You might think you are getting a sneak preview at the start of this concert. Surely the orchestra is drunk and is having fun with the march and the waltz that traditionally conclude this annual event! Not so! The opening item is in fact jointly composed by Johann and Josef Strauss in which they recall their father's "Radetzky March", and in the second item Johann Strauss weaves many threads taken from "An der schonen blauen Donnau". And so the fun continues. The Vienna Boys' Choir provides some gratuitous vocal colour, the conductor demonstrates how to play a couple of anvils, many rarely used percussion instruments are deployed, non-Viennese composers Tchaikovsky and Lumbye get into the act, and there are the expected ballet sequences and views of the audience, the floral decorations and the glorious interior of the Musikverein, Vienna.
A proportion of the program comprises premier inclusions at this annual event - six numbers here, I believe.
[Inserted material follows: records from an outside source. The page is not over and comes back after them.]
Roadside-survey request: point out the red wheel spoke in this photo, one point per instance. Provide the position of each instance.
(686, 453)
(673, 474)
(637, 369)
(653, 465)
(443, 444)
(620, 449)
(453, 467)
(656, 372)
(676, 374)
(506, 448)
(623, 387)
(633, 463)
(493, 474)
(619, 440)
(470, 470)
Optional repeats in the waltzes are usually omitted, allowing for as many as 23 items to comprise the program. Whereas earlier CDs and DVDs provide only 80 or 90 minutes, the duration here is 145 minutes.
Jansons coaxes luscious sounds from the orchestra, setting slower tempi than usual except in the "Carmen Quadrille". Amongst the orchestra personnel you won't see many familiar faces this time. In the audience you'll easily recognise Julie Andrews.
What will bring a smile to your lips or a tear to your eye may vary from person to person. For me it's been two items by Josef Strauss: "Delirien" and "Brennende Liebe".